TONY BURKE: Well if you look at what the environment groups were saying yesterday, they were putting out statements, calling on me to reject the application. One of the reasons was that the original application was not demanding this elemental chlorine-free technology. Well it's now a condition that that technology has to be used.
Similarly, one of the demands that was being put was I should reject it because of the impact it would have on native forests. Well every tree that goes through this pulp mill will be from the plantation.
Now I'm not pretending that everything that the environmental groups had sought, has been part of this approval. But the major items that they saw as weaknesses in the original proposal for the pulp mill are no longer part of what the pulp mill at Bell Bay would be.
LEON COMPTON: And yet they also see that a lot of the process in their view that led to the mill even being on your desk in the first place were corrupt, particularly as it went through the State Government to level of the initial approval processes.
TONY BURKE: I don't think you'll ever find a situation where environmental groups were being asked, do you want a mill in this location or not and they all became wildly enthusiastic about it. I'm not going to be so naive as to pretend that something like that would happen.
But at the same time, from the perspective of environmental groups, the major objections that they had to a proposal four years ago have now been fixed.
LEON COMPTON: What if this mill smells? What if it pollutes Bass Strait?
TONY BURKE: Well certainly the decisions I made yesterday, the issue that you make about odour, the State Government's got responsibility for that. That's not within my legal powers.
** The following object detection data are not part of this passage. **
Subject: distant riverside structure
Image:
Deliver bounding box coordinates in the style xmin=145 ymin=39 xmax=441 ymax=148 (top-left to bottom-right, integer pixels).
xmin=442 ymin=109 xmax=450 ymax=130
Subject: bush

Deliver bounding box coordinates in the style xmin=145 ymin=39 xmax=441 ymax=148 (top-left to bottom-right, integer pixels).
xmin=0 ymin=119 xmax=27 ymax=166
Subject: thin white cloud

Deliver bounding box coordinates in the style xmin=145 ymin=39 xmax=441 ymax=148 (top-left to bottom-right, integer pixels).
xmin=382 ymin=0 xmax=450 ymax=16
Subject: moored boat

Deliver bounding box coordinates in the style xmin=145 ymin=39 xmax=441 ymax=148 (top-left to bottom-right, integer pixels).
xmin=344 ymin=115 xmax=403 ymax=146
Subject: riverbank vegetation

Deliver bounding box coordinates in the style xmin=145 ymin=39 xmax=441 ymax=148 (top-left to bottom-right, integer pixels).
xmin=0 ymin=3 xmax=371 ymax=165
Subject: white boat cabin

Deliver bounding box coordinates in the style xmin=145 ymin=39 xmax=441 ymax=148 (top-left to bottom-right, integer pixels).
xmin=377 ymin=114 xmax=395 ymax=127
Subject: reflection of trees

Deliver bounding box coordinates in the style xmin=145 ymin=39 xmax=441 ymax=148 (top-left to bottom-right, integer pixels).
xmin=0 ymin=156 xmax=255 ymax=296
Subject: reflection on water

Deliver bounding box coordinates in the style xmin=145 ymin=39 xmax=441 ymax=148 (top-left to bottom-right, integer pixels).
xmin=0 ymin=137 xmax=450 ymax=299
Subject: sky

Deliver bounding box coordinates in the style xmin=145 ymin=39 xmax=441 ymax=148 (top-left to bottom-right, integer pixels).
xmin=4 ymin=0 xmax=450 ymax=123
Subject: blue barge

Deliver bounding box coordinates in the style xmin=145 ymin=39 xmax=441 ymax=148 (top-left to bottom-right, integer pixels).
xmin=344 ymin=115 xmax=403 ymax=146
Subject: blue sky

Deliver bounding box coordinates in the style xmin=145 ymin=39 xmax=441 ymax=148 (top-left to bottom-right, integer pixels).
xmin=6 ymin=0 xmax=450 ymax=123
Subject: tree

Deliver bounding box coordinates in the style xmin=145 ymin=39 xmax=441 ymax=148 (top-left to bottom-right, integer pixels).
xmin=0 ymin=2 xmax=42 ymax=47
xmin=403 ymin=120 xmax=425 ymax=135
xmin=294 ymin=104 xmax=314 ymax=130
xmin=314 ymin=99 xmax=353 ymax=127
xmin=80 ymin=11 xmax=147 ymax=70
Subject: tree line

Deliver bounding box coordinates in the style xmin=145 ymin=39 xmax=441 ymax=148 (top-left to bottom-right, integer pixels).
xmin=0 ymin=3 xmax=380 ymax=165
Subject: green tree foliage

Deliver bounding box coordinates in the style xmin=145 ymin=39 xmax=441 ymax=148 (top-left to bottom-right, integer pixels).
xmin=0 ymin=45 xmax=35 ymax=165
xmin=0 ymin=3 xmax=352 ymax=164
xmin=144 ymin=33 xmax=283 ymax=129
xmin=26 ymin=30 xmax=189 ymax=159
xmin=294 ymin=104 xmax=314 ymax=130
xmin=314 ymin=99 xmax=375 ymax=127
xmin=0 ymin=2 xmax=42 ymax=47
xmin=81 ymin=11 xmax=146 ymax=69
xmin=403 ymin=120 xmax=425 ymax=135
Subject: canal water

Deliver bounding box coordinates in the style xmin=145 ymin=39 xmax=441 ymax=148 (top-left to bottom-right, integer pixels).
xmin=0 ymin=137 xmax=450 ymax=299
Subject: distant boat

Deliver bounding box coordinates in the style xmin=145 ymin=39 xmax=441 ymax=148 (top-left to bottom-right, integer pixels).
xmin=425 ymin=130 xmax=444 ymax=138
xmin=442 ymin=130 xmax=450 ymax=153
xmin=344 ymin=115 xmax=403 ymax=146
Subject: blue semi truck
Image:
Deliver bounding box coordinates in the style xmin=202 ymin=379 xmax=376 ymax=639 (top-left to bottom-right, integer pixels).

On the issue of the Bass Strait, the outcomes that we got yesterday were much better than the original proposal and even better than what the department was recommending for approval only a week earlier. So I've been very conscious. The Bass Strait issue is an issue where you're dealing with national waters as well out there. It's a very strong responsibility that I have.
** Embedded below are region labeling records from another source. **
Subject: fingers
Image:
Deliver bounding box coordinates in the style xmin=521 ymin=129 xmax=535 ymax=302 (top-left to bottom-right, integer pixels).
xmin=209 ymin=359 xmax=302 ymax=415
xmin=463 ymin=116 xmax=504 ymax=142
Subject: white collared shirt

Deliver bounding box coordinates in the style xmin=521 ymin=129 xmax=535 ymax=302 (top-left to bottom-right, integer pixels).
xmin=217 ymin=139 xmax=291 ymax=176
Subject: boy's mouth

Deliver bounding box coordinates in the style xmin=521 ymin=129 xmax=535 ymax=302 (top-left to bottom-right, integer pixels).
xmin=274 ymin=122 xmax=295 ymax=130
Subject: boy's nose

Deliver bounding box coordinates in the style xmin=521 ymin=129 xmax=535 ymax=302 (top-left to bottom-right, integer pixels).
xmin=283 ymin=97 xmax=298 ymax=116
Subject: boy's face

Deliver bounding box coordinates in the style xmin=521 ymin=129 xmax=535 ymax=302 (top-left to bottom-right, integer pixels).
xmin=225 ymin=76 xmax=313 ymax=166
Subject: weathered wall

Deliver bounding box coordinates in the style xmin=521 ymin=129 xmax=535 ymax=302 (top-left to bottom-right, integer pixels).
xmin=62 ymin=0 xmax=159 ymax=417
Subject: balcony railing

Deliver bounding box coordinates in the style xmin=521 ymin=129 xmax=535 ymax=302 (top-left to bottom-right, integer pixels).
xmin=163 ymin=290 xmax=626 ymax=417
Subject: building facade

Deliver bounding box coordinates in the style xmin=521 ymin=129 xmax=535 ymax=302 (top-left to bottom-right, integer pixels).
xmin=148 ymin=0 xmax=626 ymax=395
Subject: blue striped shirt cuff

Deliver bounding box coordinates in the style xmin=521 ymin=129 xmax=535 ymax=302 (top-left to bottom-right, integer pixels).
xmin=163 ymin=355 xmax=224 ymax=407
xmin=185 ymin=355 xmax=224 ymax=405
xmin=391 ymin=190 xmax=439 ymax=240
The science came back, with the technology that Gunns had volunteered they wanted to use, has allowed us to set some really strict conditions that that original pulp mill proposal never would have been able to jump over these hurdles. But what the rules are now, commit Gunns to having to use the environmental best practice principles that they've been saying of late they will.
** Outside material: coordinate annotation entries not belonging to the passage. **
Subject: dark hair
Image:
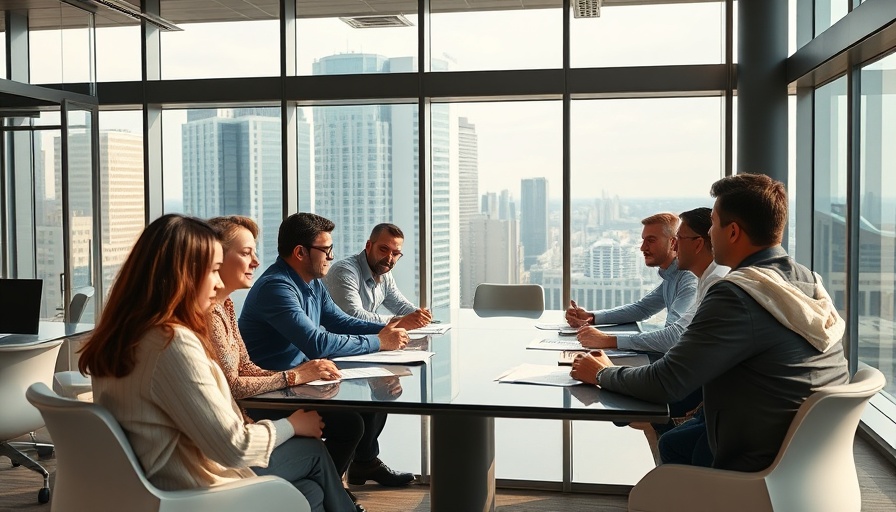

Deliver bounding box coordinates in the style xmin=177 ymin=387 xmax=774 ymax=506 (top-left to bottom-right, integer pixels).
xmin=678 ymin=206 xmax=712 ymax=248
xmin=370 ymin=222 xmax=404 ymax=242
xmin=208 ymin=215 xmax=258 ymax=252
xmin=709 ymin=174 xmax=787 ymax=246
xmin=277 ymin=212 xmax=336 ymax=259
xmin=78 ymin=214 xmax=218 ymax=377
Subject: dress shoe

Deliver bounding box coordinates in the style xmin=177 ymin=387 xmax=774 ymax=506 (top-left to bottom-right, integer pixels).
xmin=348 ymin=459 xmax=414 ymax=487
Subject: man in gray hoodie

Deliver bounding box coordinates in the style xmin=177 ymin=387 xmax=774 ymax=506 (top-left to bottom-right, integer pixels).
xmin=571 ymin=174 xmax=849 ymax=471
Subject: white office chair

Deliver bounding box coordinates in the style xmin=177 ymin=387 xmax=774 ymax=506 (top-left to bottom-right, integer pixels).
xmin=53 ymin=286 xmax=95 ymax=401
xmin=27 ymin=384 xmax=311 ymax=512
xmin=473 ymin=283 xmax=544 ymax=318
xmin=628 ymin=368 xmax=886 ymax=512
xmin=0 ymin=340 xmax=62 ymax=503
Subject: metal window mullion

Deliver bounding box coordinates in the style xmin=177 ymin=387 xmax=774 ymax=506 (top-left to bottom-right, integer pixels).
xmin=280 ymin=0 xmax=298 ymax=215
xmin=845 ymin=63 xmax=862 ymax=374
xmin=560 ymin=0 xmax=573 ymax=492
xmin=722 ymin=0 xmax=737 ymax=176
xmin=417 ymin=0 xmax=432 ymax=483
xmin=59 ymin=100 xmax=72 ymax=320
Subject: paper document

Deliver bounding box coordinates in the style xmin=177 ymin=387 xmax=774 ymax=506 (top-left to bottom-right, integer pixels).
xmin=305 ymin=366 xmax=411 ymax=386
xmin=333 ymin=350 xmax=435 ymax=364
xmin=408 ymin=324 xmax=451 ymax=335
xmin=526 ymin=338 xmax=586 ymax=350
xmin=557 ymin=348 xmax=650 ymax=366
xmin=495 ymin=364 xmax=582 ymax=387
xmin=535 ymin=322 xmax=569 ymax=331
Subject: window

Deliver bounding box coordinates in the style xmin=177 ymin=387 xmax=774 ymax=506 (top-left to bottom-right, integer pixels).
xmin=572 ymin=97 xmax=723 ymax=485
xmin=296 ymin=0 xmax=418 ymax=75
xmin=430 ymin=0 xmax=563 ymax=71
xmin=854 ymin=54 xmax=896 ymax=400
xmin=162 ymin=106 xmax=283 ymax=274
xmin=812 ymin=77 xmax=848 ymax=318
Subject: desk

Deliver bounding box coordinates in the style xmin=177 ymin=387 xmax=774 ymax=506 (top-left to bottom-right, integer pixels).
xmin=240 ymin=310 xmax=668 ymax=512
xmin=0 ymin=322 xmax=93 ymax=347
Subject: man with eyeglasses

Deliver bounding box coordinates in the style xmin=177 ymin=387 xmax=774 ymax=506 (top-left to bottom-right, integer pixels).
xmin=566 ymin=213 xmax=697 ymax=353
xmin=323 ymin=223 xmax=432 ymax=329
xmin=239 ymin=212 xmax=414 ymax=486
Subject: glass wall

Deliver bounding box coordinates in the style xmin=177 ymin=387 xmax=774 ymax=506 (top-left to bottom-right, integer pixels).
xmin=28 ymin=2 xmax=96 ymax=84
xmin=296 ymin=103 xmax=420 ymax=303
xmin=162 ymin=106 xmax=283 ymax=280
xmin=97 ymin=110 xmax=146 ymax=296
xmin=570 ymin=2 xmax=725 ymax=67
xmin=96 ymin=25 xmax=143 ymax=82
xmin=296 ymin=0 xmax=418 ymax=75
xmin=10 ymin=0 xmax=896 ymax=482
xmin=430 ymin=0 xmax=563 ymax=71
xmin=856 ymin=54 xmax=896 ymax=400
xmin=161 ymin=21 xmax=280 ymax=80
xmin=812 ymin=77 xmax=848 ymax=312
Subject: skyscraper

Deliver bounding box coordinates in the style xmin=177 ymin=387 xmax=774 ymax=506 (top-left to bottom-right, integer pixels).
xmin=312 ymin=53 xmax=457 ymax=308
xmin=43 ymin=130 xmax=145 ymax=322
xmin=457 ymin=117 xmax=479 ymax=236
xmin=520 ymin=178 xmax=548 ymax=270
xmin=181 ymin=107 xmax=282 ymax=266
xmin=461 ymin=213 xmax=520 ymax=307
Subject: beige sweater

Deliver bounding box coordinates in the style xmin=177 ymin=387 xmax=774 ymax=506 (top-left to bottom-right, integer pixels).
xmin=93 ymin=328 xmax=275 ymax=490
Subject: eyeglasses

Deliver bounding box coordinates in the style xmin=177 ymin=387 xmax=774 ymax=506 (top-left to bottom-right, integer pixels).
xmin=305 ymin=245 xmax=333 ymax=260
xmin=672 ymin=235 xmax=703 ymax=240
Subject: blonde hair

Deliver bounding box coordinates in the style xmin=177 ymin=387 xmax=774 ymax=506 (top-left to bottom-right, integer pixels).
xmin=208 ymin=215 xmax=258 ymax=252
xmin=641 ymin=212 xmax=679 ymax=238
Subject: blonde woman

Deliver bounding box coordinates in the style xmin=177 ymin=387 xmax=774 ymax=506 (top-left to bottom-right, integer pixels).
xmin=78 ymin=215 xmax=355 ymax=512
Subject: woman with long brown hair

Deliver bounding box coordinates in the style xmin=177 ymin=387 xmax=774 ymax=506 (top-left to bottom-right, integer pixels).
xmin=78 ymin=214 xmax=355 ymax=512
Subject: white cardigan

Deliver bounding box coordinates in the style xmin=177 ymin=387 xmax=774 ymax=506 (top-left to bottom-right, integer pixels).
xmin=93 ymin=327 xmax=275 ymax=490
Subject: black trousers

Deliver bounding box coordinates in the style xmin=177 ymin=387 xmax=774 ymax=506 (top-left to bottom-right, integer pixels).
xmin=248 ymin=409 xmax=388 ymax=475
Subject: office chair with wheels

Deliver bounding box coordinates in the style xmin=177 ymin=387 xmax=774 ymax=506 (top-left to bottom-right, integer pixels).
xmin=53 ymin=286 xmax=94 ymax=398
xmin=628 ymin=368 xmax=886 ymax=512
xmin=0 ymin=340 xmax=62 ymax=503
xmin=27 ymin=384 xmax=311 ymax=512
xmin=68 ymin=286 xmax=95 ymax=324
xmin=473 ymin=283 xmax=544 ymax=318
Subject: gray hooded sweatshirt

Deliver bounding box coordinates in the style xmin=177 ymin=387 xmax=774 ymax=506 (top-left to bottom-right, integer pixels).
xmin=600 ymin=246 xmax=849 ymax=471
LEON COMPTON: Environment Minister Tony Burke is my guest this morning on Mornings around Tasmania. Minister what role did politics play at a local level? Were Tasmanian politicians demanding you approve this project?
TONY BURKE: Can I start first of all, the decision's not taken by the Government. On this one, legally, it's by me and me alone. So we don't talk these issues through in Cabinet as to which way I'll go on an approval. This decision was straight reflection of what are the legal responsibilities, what's the environmental outcome, that's all I took into account.
LEON COMPTON: Have you been to the proposed Bell Bay site, Minister?
TONY BURKE: Yeah, I have. I've been through that area. I've met with some of the community groups who are opposed to it. You might remember about three years ago we had a community cabinet in Launceston as well, so I'm very much across the different views and I made sure I spend what time I can hearing people with the full range - the full range - of views on this. Then ultimately when I make a decision, I've got to make a decision as Environment Minister.
LEON COMPTON: That's Environment Minister Tony Burke. We caught up with him a few moments before going to air this morning on the subject of approval getting granted yesterday, pretty much the final tick. All that stands between here and a pulp mill for the Tamar, is for Gunns Limited to find the money.
1300 222 936 is the number if you'd like to give us a call. Gunns share price rising yesterday on news. I wonder if property prices, as forecast, will follow. I wonder if spirits will rise, timber communities around Tasmania, as a result.